Un punto de referencia ayuda: la limpieza estándar de JAS está publicada como “desde $225 · 2–3 h · 28 artículos”. Precio, duración y alcance en la misma línea. Si la otra cotización solo trae el primero de esos tres datos, no estás comparando dos precios — estás comparando un precio con un número.

Respuestas rápidas

¿Cobran por darte el precio de una limpieza?

En JAS no: poner precio a un trabajo no se factura, y tampoco se cobra nada al reservar — los Términos dicen que facturamos después de cada visita completada. Si otra empresa sí cobra, es una pregunta justa antes de dar tu dirección, junto con si ese cargo se descuenta de la primera limpieza.

¿Tienen que ir a ver mi casa para darme un precio?

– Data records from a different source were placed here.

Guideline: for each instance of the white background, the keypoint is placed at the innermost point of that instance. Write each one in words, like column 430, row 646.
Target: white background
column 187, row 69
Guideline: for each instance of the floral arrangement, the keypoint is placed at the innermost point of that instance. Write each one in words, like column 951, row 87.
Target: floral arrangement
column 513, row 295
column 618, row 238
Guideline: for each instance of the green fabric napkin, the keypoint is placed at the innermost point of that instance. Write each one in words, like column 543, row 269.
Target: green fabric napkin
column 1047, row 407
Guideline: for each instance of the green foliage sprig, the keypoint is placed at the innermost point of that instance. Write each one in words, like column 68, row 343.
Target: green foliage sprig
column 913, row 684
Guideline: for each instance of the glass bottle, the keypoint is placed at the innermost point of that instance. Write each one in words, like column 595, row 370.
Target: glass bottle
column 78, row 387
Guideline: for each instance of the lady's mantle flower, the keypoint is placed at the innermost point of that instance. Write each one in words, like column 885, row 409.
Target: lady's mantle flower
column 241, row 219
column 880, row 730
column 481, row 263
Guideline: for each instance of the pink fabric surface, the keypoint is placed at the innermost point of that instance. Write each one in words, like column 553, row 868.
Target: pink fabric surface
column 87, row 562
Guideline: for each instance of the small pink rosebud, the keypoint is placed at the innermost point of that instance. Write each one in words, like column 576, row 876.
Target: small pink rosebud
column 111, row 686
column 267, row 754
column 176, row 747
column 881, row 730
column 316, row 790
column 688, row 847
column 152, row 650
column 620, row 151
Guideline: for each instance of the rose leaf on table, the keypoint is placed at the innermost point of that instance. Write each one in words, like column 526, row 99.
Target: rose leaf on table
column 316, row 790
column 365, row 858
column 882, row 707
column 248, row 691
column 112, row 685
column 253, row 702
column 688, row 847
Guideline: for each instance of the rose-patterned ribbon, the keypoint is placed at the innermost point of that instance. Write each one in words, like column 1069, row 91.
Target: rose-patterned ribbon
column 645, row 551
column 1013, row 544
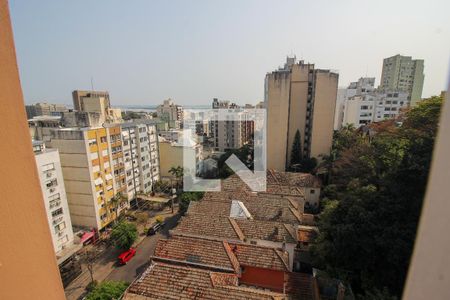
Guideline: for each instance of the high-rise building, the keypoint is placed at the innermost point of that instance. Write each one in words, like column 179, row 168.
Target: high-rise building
column 55, row 199
column 28, row 265
column 232, row 134
column 170, row 112
column 141, row 157
column 361, row 103
column 96, row 102
column 45, row 109
column 403, row 74
column 299, row 97
column 93, row 167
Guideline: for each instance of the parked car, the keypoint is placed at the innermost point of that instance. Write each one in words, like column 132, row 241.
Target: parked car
column 126, row 256
column 155, row 228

En un hogar, no. El flujo publicado son dos minutos en línea o una llamada, y la mayoría de los trabajos reciben precio al instante — el resto recibe una llamada en una hora. Si algún área está en condición inusual, puedes adjuntar fotos o video corto en vez de agendar una visita: hasta 8 archivos y videos de hasta 3 minutos.

¿La estimación en pantalla es el precio final?

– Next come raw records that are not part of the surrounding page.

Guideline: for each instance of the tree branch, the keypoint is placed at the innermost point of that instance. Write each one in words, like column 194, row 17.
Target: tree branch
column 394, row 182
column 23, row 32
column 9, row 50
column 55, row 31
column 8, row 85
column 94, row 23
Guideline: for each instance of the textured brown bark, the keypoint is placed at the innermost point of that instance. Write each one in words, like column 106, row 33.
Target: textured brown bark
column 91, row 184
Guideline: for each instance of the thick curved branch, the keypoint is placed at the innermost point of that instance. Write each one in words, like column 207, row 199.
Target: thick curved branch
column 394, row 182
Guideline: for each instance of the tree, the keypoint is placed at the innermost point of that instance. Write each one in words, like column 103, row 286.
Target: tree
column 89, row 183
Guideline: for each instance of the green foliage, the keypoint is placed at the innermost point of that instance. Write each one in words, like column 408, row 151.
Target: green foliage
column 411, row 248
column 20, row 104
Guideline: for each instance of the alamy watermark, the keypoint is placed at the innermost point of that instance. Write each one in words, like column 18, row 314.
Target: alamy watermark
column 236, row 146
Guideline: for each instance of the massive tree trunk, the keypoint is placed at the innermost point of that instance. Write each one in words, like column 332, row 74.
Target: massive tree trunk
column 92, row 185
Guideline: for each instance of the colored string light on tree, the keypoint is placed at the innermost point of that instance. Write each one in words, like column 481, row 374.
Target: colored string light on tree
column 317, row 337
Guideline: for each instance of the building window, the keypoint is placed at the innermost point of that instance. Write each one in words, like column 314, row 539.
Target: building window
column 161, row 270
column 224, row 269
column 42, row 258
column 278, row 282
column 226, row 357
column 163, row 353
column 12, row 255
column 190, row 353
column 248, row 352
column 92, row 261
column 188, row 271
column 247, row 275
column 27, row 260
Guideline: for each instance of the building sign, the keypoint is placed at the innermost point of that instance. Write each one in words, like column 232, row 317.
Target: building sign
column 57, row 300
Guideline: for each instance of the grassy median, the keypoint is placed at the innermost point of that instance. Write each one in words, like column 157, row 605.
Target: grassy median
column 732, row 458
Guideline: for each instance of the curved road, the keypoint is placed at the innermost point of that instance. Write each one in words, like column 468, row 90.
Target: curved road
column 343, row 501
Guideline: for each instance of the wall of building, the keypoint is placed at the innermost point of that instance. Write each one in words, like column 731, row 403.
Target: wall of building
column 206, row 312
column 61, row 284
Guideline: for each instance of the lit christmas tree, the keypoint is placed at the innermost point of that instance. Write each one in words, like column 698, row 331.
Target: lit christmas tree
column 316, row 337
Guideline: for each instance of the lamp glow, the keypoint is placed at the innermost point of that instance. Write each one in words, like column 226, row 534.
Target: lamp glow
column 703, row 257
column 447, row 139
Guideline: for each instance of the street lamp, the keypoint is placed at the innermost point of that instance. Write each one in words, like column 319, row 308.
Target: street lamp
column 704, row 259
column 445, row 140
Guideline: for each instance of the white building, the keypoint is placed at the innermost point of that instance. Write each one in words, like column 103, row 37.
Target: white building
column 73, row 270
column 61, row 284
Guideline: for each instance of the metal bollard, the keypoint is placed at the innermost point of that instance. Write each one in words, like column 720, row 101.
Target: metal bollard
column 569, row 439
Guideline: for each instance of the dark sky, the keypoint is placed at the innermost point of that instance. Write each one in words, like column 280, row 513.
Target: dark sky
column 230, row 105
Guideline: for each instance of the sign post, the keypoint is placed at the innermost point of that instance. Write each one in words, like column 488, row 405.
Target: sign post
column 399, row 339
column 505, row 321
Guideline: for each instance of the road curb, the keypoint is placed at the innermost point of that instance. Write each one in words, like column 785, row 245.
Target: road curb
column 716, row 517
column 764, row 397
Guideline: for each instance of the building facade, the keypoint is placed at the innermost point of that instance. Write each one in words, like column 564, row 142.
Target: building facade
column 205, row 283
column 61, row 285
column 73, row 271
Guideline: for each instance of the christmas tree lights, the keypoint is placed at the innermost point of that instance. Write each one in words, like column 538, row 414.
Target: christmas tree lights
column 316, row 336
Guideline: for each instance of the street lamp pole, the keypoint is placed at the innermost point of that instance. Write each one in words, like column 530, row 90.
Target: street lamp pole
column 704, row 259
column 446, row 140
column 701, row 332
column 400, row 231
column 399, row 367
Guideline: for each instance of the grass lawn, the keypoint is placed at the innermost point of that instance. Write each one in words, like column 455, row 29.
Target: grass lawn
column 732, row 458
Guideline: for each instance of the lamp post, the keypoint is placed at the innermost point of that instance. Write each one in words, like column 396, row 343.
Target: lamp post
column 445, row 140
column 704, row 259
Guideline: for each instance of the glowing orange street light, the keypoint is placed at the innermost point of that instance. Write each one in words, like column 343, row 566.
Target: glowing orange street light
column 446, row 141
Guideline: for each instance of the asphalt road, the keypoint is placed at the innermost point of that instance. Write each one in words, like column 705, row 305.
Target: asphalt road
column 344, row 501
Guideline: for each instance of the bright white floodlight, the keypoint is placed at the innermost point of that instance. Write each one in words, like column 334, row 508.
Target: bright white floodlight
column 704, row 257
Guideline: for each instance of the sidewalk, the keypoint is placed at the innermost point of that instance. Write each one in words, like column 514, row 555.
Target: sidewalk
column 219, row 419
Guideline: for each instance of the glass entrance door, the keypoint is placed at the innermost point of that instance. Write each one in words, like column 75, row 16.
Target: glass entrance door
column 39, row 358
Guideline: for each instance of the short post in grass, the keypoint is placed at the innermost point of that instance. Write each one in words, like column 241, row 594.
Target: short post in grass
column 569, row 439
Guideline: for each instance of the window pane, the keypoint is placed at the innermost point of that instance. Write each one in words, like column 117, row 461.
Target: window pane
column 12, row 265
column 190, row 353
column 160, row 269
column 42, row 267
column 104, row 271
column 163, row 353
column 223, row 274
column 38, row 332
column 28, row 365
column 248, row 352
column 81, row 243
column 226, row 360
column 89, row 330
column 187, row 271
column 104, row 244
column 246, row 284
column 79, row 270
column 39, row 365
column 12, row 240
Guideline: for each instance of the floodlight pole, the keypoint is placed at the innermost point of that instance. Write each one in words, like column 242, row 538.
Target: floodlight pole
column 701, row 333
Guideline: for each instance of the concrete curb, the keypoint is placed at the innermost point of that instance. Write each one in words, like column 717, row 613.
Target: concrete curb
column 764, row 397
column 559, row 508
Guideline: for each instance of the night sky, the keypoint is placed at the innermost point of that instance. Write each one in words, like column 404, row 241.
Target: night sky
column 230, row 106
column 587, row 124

Se llama estimación a propósito hasta que envías la solicitud; el número confirmado que regresa es la cotización, y ese es el que usa la factura. Solo se mueve después bajo una condición publicada: si al llegar el alcance es sustancialmente diferente, recotizamos contigo antes de hacer trabajo extra — nunca en silencio.

¿Cuánto tarda la cotización de una oficina?

El recorrido se agenda por mensaje o llamada, y el alcance de trabajo con el precio por escrito suele volver en un día hábil. Antes de hablar con nadie ya puedes ubicar tu local: la página de oficinas publica la tabla por tamaño desde $225 por visita semanal hasta 1,000 pies².

¿Tengo que pagar algo para apartar la fecha?

No. No se paga al reservar, y la reserva es una solicitud hasta que verificamos el método de pago registrado y confirmamos tu espacio — te avisamos en cualquier caso. Cancelar o cambiar el horario es gratis hasta 24 horas antes; dentro de las 24 horas aplica un cargo de $25.

La versión corta

Poner precio a una limpieza no debería costarte nada, y en un hogar tampoco debería costarte una tarde: dos minutos en línea, sin visita, con fotos opcionales si hacen falta. Una oficina lleva recorrido porque el metraje, los baños y el acceso deciden el trabajo. En los dos casos la secuencia es la misma — estimación, cotización, y factura después de la visita completada — y cualquier cambio se conversa antes, no se descubre después.

Esta guía es parte del manual operativo de JAS — escrita para responder por escrito la pregunta que el resto del sector prefiere responder por teléfono.